ORMAN İÇİ MASALI

Dört kanka kuzen tatili köyde geçiriyorlardı. Köyün üç tarafı da ormanla çevriliydi. Yukarısında ise yaylası vardı. Kuzenlerin dayıları  orman içinde  su deposuna gidecekti. Oradan da pınara geçecekti. İçme suyu yolunda bir arıza vardı ona bakacaktı. Çocuklara baktı hadi sizi de getireyim gezmiş olursunuz dedi. Çocuklar annelerinden izin aldılar. Anneleri tembihlerde bulundular birbirinizden sakın ayrılmayın ve dayınızı takip edin dediler. Çocuklar ve dayıları yola çıktılar.
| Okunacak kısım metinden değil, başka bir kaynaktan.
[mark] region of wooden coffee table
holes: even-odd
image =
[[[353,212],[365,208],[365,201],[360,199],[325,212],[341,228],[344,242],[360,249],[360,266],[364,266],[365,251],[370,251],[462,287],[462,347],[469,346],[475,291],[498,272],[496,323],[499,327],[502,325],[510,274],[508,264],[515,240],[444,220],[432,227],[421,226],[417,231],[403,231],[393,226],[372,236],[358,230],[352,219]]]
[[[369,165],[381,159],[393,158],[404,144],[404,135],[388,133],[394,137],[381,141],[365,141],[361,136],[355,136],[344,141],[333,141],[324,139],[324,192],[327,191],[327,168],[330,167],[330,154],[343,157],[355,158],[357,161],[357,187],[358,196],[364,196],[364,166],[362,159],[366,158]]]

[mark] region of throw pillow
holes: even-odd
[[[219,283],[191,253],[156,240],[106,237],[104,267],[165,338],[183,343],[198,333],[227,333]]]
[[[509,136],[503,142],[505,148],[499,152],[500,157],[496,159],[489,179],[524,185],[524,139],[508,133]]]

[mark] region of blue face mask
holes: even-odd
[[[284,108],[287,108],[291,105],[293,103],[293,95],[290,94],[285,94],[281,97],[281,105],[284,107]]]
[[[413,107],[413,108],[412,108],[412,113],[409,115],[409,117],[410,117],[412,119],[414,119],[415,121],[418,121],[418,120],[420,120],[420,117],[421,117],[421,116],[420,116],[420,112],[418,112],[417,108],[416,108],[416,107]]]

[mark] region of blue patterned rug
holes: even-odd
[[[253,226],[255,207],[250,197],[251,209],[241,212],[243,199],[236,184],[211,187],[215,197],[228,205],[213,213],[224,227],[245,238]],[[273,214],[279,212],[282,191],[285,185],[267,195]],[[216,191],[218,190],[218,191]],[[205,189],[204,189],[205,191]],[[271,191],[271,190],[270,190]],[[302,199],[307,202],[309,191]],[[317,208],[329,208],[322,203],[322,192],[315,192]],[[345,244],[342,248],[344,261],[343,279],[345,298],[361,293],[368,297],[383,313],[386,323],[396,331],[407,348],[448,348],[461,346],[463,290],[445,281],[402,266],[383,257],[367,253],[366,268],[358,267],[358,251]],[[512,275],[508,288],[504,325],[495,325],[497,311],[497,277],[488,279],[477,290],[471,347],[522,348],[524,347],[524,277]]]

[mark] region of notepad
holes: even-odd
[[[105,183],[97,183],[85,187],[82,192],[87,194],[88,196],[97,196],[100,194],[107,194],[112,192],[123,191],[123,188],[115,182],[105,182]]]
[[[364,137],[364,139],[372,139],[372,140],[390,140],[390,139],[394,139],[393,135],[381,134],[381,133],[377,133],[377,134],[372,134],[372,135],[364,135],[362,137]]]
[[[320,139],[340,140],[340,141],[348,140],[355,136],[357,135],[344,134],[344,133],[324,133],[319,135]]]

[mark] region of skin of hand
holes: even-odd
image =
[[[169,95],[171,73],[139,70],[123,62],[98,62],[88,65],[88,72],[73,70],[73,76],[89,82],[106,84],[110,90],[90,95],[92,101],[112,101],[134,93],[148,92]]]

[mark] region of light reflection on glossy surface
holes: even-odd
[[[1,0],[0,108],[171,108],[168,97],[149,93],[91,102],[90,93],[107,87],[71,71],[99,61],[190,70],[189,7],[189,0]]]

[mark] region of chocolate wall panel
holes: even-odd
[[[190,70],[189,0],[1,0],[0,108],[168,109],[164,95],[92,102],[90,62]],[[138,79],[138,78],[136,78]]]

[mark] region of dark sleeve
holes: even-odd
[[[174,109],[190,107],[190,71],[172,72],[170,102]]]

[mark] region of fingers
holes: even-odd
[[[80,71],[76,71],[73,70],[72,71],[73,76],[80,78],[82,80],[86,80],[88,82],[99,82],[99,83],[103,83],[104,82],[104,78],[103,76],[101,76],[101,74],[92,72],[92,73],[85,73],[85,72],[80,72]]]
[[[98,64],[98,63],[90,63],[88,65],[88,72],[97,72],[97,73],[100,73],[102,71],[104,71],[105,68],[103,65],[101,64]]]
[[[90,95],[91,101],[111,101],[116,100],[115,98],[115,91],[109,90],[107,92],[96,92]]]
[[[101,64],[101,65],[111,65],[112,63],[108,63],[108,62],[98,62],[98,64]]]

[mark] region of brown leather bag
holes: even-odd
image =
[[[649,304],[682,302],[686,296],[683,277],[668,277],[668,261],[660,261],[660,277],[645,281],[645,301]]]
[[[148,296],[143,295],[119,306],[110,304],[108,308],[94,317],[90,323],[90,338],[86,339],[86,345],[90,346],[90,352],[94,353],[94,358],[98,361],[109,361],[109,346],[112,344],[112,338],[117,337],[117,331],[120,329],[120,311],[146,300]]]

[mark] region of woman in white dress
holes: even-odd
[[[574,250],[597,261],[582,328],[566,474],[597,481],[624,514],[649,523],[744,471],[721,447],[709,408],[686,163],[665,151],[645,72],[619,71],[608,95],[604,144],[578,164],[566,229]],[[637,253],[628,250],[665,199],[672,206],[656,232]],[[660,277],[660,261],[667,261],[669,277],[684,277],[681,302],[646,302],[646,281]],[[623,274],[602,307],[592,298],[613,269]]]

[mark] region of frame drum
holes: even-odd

Orman içinde hep yokuş çıkıyorlardı. Şakalaşıyorlardı. Kurt sesi çıkarıyorlardı. Ayı sesi çıkarıyorlardı. Böğürtlen yiyip şakalaşıyorlardı. Biraz meyilli yokuş  çıkıyorlardı.  Sonunda betondan yapılma bir  yapıya ulaştılar. Yanında küçük bir kulübe tahtadan yapılma. Sadece yağmurdan koruyan bir kulübeydi. Burası  su toplama merkeziydi. Pınar biraz daha yukarıdaydı. Çocuklar yorulmuştu. Dayıları “biraz daha yolumuz var,” dedi. Çocuklar “biz seni burada beklesek olur mu?”  dediler. Dayıları pek istemedi ama “buradan bir yere ayrılmayın beni burada bekleyin,” dedi ve gitti. Çocuklar beklediler. Beklediler  canları sıkılmaya başladı. Yavaş yavaş biz köye dönelim gibi söyleyenler var  bekleyelim diyenler var. Köye gideceğiz diye kaybolma riski var. Bekleme iyice uzayınca iki çocuk biz köye döneceğiz dediler. Diğerleri de onları yalnız bırakamadılar. Hep birlikte yola koyuldular.
Yol tanıdıktı. Ama biraz gidince  orman içi tanıdık gelmemeye başladı . Geldikleri yerlere hiç benzemiyordu. Bir birbirleri ile konuşuyorlardı. Hep  Yokuş aşağıya gittik mi köye varırız diyorlardı. Ama artık şakalaşmıyorlar böğürtlen yemiyorlardı. Birazda korkuyorlardı. Yolu hemen hemen yarılamışlardı. Sessizce yürürken bir ses duydular bir homurtu şeklinde. Hemen biri birlerine baktılar. Hepsi ben ses çıkarmadım der gibi  baktılar bir birlerine. Arkalarına bile bakmadan son sürat koşmaya başladılar.

Koşarken  bir birlerinden ayrılmamaya olanca hızla koşmaya devam ediyorlardı. Koştular koştular. İlerde ağaçların arsından evler görünmeye başladı. Yine koştular. Köyün öbür tarafına çıktılar. Köyün içine girince rahatladılar soluklandılar çok yorulmuşlardı. Bir birlerine o ayı değimliydi. Herhalde ayıydı . Peşimize koşmadı. Büyük tehlike atlattık. Beklide ayı değildi bir domuz olabilirdi. Çocuklar bir birlerine beklemeliydik dediler. Eve vardılar anneleri dayılarını beklemeden geldikleri için onlara kızdı. Sonra dayıları geldi dayıları da onlara  kızdı. Beklemeliydiniz dedi.